“Tierra no hacen más”, es la lógica de quienes, en forma primaria y sin necesidad de mayores argumentos matemáticos deducen que, mientras crece la población universal, el globo terráqueo es el mismo. La codicia sí tiene clara la idea. De ahí que los capitalistas adquieren tierra sin objetivo distinto de la tenencia, porque saben que su valor se incrementa en función de la ley de la oferta y la demanda.
Por ejemplo: a mediados del siglo pasado Colombia tenía 14 millones de habitantes y 75 años después, en 2025, son 50; y la tierra es la misma. La productividad es otra cosa. Para la avaricia es secundaria, mientras que, para el campesino, cuya vocación agrícola es inspiradora, la razón de su trabajo y de su esfuerzo es ver los frutos de la tierra, disfrutarlos y compartirlos.

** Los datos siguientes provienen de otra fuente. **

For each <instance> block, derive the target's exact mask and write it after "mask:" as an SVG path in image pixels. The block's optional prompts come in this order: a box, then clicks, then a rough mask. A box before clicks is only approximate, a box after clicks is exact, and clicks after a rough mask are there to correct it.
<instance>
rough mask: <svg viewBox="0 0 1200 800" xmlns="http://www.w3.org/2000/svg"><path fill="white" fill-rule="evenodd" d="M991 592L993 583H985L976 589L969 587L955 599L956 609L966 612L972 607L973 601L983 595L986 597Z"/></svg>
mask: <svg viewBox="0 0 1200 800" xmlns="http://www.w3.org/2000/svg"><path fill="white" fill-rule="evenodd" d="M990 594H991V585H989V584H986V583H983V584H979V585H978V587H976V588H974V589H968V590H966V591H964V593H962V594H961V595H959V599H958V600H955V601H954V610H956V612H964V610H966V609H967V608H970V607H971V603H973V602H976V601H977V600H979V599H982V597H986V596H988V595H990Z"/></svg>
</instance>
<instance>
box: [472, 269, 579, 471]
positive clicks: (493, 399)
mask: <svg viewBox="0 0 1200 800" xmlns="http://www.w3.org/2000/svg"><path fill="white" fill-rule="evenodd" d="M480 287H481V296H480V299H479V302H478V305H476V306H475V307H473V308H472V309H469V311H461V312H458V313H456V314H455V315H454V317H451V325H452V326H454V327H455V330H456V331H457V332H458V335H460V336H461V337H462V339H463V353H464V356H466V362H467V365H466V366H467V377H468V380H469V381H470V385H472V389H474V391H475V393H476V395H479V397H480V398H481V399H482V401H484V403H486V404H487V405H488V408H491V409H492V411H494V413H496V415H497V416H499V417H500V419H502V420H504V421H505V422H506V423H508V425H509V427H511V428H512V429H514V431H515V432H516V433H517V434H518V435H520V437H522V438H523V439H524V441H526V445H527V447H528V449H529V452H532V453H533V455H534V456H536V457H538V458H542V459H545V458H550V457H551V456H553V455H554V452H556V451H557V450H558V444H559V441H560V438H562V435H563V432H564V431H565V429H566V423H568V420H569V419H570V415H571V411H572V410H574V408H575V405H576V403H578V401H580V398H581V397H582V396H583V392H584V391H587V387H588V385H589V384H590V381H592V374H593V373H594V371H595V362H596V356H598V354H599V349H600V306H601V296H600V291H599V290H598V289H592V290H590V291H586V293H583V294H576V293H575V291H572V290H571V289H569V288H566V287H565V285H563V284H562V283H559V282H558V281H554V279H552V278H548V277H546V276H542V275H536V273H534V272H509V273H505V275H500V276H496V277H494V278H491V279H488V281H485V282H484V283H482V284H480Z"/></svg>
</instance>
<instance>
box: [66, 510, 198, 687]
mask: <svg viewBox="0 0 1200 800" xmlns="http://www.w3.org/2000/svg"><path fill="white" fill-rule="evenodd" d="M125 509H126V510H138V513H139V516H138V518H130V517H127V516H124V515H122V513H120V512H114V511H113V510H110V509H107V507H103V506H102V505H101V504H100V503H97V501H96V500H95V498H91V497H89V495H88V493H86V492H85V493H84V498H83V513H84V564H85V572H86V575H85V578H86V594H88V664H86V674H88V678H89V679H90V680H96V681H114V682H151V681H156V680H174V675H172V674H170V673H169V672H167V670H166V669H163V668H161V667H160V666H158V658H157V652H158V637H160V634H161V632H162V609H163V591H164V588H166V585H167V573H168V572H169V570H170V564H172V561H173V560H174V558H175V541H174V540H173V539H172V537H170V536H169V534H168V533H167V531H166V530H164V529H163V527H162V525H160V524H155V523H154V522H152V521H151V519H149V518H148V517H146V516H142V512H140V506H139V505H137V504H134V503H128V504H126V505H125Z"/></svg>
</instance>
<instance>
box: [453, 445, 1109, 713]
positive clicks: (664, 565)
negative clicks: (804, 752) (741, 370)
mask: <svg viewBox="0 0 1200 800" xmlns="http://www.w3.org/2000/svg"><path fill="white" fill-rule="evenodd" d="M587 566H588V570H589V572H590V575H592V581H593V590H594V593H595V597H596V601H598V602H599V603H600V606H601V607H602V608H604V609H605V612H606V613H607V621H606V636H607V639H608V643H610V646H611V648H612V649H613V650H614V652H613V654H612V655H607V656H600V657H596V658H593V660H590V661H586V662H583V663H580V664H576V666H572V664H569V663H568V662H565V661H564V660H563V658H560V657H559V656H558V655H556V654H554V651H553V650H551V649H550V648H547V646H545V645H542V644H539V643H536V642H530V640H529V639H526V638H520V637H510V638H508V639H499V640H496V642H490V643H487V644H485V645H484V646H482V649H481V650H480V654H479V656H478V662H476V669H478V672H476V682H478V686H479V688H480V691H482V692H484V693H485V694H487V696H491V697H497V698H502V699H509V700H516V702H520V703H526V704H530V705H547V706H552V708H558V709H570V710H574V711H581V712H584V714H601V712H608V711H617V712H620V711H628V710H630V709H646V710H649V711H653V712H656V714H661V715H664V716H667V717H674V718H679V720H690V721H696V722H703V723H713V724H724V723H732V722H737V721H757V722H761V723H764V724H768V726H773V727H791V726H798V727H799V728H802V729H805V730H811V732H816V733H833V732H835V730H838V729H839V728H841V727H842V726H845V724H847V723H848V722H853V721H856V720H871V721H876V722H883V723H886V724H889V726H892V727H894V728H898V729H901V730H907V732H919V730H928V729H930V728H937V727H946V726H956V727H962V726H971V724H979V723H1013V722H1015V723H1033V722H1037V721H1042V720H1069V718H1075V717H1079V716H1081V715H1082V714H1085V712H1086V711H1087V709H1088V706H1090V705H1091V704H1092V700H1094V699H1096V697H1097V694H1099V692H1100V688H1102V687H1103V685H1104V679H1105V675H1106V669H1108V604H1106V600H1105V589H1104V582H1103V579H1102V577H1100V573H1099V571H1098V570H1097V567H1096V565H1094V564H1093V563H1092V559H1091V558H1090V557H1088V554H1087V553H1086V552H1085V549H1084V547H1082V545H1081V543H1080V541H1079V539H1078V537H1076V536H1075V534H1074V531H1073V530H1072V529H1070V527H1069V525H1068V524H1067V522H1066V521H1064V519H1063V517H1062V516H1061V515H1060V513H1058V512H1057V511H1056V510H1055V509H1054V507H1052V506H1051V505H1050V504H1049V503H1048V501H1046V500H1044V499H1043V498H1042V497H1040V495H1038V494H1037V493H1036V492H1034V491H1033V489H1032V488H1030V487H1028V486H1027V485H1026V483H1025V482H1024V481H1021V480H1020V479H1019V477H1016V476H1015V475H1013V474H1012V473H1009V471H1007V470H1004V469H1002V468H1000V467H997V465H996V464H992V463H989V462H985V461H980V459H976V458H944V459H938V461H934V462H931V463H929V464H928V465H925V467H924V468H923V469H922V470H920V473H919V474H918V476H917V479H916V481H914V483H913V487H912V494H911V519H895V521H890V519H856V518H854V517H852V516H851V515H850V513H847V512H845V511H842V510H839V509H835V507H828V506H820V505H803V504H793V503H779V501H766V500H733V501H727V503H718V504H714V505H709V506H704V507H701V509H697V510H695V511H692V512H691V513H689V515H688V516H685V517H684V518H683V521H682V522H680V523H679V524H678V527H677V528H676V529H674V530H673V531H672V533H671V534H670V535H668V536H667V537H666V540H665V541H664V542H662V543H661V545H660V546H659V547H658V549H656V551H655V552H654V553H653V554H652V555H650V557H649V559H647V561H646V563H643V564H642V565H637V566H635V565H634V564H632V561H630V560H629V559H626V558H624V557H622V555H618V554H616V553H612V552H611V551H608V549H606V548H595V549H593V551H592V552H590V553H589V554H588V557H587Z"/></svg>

Honduras históricas hablan de episodios relacionados con la tierra, como la “tierra prometida”, en cuya búsqueda vagó el pueblo judío por el desierto durante 40 años, liderado por Moisés; las plagas de Egipto, con las que se castigaron las infidelidades humanas con el Supremo Creador; y el feudalismo que imperó en la Edad Media, para citar solo tres ejemplos.
Los señores feudales eran “dueños de vidas y haciendas” y disponían de recursos, económicos y humanos suficientes para apoyar a las monarquías reinantes en sus constantes aventuras bélicas, lo que reyes y emperadores compensaban con leyes que fortalecieran el poder político y económico de los caballeros del reino. Éstos disfrutaban, por derecho propio, de las adolescentes hijas de campesinos subordinados, a quienes les echaban el ojo desde tierna edad, para poblar los campos de bastardos. Un exótico privilegio, otorgado por sus majestades a los señores feudales era la “ley de pernada”, que les permitía “estrenar” a las novias. A los esposos les tocaban lo “sobrados”.
En Colombia, desde la colonial Nueva Granada, la tierra ha sido recurso político, demagógico y jamás consolidado en beneficio de los campesinos, porque gobernantes y dirigentes saben que, a través de ella, de la tierra, pueden conseguir adhesiones (votos) y alcanzar o consolidar el poder. Los monarcas españoles, después de arrebatarles a los aborígenes las riquezas naturales y la identidad cultural; de imponerles una lengua distinta a la nativa; de cambiarles las tradicionales creencias religiosas y la forma de gobernarse, con el argumento piadoso (más bien falaz) de cristianizarlos y civilizarlos, los despojó de sus tierras, para ponerlas bajo la custodia de encomenderos que las hacían producir en beneficio de la corona.
Los más leales servidores del invasor, hispanos o criollos, eran compensados con tierras de amplia extensión, cuyos derechos trascendieron a los herederos, apoyados en cédulas reales. Los derechos que otorgaron sus majestades sirvieron a los criollos descendientes para reclamar la posesión de tierras, desconociendo los efectos de la Independencia. Después de ésta, diferentes gobiernos han legalizado reformas agrarias demagógicas, sin beneficios prácticos para quienes “inclinan la frente sobre el surco”, como dicen los poetas.